Causal Embeddings for Recommendation
This addresses the problem of aligning recommendation systems with business goals like increasing sales or engagement, rather than just predicting user preferences, which is an incremental advance in causal recommendation.
The paper tackles the gap between recommendation objectives that aim to modify user behavior and classical methods that predict past behavior, by optimizing a policy to increase desired outcomes versus organic behavior. It proposes a domain adaptation algorithm that learns from biased logged data to predict outcomes under random exposure, showing significant improvements over state-of-the-art methods.

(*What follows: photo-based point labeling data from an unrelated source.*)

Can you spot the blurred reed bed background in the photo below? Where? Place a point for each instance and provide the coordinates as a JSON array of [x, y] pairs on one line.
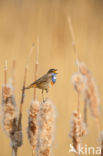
[[20, 25]]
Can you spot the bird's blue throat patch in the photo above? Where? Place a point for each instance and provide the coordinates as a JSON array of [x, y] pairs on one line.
[[53, 77]]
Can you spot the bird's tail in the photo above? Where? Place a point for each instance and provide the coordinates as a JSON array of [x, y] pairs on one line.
[[30, 86]]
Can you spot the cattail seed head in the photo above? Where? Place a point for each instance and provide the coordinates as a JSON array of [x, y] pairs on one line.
[[91, 95], [9, 108], [46, 128], [78, 129]]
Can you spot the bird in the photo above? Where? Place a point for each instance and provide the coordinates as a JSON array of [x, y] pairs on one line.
[[45, 82]]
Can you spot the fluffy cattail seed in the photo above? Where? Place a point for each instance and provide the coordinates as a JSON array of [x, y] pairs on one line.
[[32, 130], [46, 128], [78, 129]]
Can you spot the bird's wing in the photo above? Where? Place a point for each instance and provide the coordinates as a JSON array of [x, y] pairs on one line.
[[42, 79]]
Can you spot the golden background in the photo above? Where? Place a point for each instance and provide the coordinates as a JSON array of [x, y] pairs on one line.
[[21, 22]]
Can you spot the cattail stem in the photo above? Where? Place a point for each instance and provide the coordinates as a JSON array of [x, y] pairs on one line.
[[22, 98], [33, 151], [78, 104], [85, 112], [36, 66], [5, 73], [98, 125], [13, 71], [14, 151]]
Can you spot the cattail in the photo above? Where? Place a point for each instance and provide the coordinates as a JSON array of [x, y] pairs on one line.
[[9, 108], [91, 96], [46, 128], [32, 130], [78, 129], [10, 116], [79, 82], [101, 142]]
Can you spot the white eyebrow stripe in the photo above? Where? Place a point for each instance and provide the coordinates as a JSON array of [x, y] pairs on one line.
[[54, 77]]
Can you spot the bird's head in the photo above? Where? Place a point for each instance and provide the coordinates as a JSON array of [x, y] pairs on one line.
[[52, 71]]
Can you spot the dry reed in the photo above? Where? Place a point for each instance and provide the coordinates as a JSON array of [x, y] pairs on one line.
[[32, 130], [46, 121], [91, 95], [10, 115]]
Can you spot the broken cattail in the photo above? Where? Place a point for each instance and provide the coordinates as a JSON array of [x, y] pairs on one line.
[[46, 128], [91, 92], [32, 130], [78, 129], [10, 116]]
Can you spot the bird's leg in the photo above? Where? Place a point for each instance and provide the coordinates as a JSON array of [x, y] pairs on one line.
[[43, 95]]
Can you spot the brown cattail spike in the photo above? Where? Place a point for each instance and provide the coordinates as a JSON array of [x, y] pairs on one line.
[[32, 123], [78, 129], [46, 124]]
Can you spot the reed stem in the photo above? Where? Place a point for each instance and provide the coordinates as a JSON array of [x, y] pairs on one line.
[[14, 151], [73, 38], [36, 66], [22, 98], [5, 73]]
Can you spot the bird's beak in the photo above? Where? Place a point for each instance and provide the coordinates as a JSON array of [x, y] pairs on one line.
[[55, 71]]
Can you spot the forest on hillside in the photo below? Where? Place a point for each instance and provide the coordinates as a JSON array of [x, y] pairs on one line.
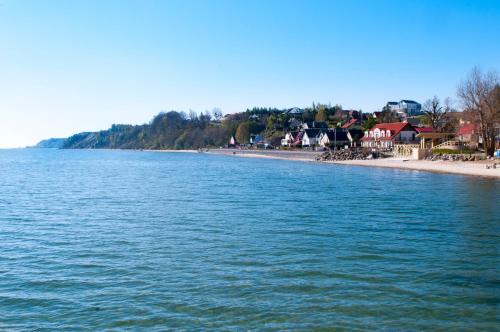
[[179, 130]]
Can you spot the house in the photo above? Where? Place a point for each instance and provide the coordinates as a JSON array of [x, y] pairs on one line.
[[232, 142], [289, 138], [255, 138], [424, 129], [351, 123], [311, 137], [354, 135], [337, 137], [298, 139], [385, 135], [409, 107], [295, 111], [404, 108], [469, 134], [294, 124], [392, 106], [314, 125]]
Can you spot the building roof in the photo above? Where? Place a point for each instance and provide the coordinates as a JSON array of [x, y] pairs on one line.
[[313, 132], [340, 134], [467, 129], [349, 123], [355, 133], [295, 110], [408, 101], [424, 129], [394, 129], [316, 124]]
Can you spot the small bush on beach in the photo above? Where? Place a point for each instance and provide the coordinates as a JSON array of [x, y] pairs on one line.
[[450, 151]]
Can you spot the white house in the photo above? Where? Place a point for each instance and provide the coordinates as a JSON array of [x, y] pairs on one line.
[[290, 137], [311, 137], [385, 135], [338, 137]]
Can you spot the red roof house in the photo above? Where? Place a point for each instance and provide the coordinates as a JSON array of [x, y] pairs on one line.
[[385, 135]]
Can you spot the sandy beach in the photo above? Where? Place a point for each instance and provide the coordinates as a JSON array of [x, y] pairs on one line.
[[464, 168]]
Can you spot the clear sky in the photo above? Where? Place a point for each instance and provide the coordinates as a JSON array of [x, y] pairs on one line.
[[72, 66]]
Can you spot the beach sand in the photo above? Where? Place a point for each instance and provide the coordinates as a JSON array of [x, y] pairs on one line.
[[455, 167]]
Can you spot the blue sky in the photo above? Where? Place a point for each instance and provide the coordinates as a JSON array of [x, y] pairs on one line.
[[71, 66]]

Many current applications use recommendations in order to modify the natural user behavior, such as to increase the number of sales or the time spent on a website. This results in a gap between the final recommendation objective and the classical setup where recommendation candidates are evaluated by their coherence with past user behavior, by predicting either the missing entries in the user-item matrix, or the most likely next event. To bridge this gap, we optimize a recommendation policy for the task of increasing the desired outcome versus the organic user behavior. We show this is equivalent to learning to predict recommendation outcomes under a fully random recommendation policy. To this end, we propose a new domain adaptation algorithm that learns from logged data containing outcomes from a biased recommendation policy and predicts recommendation outcomes according to random exposure. We compare our method against state-of-the-art factorization methods, in addition to new approaches of causal recommendation and show significant improvements.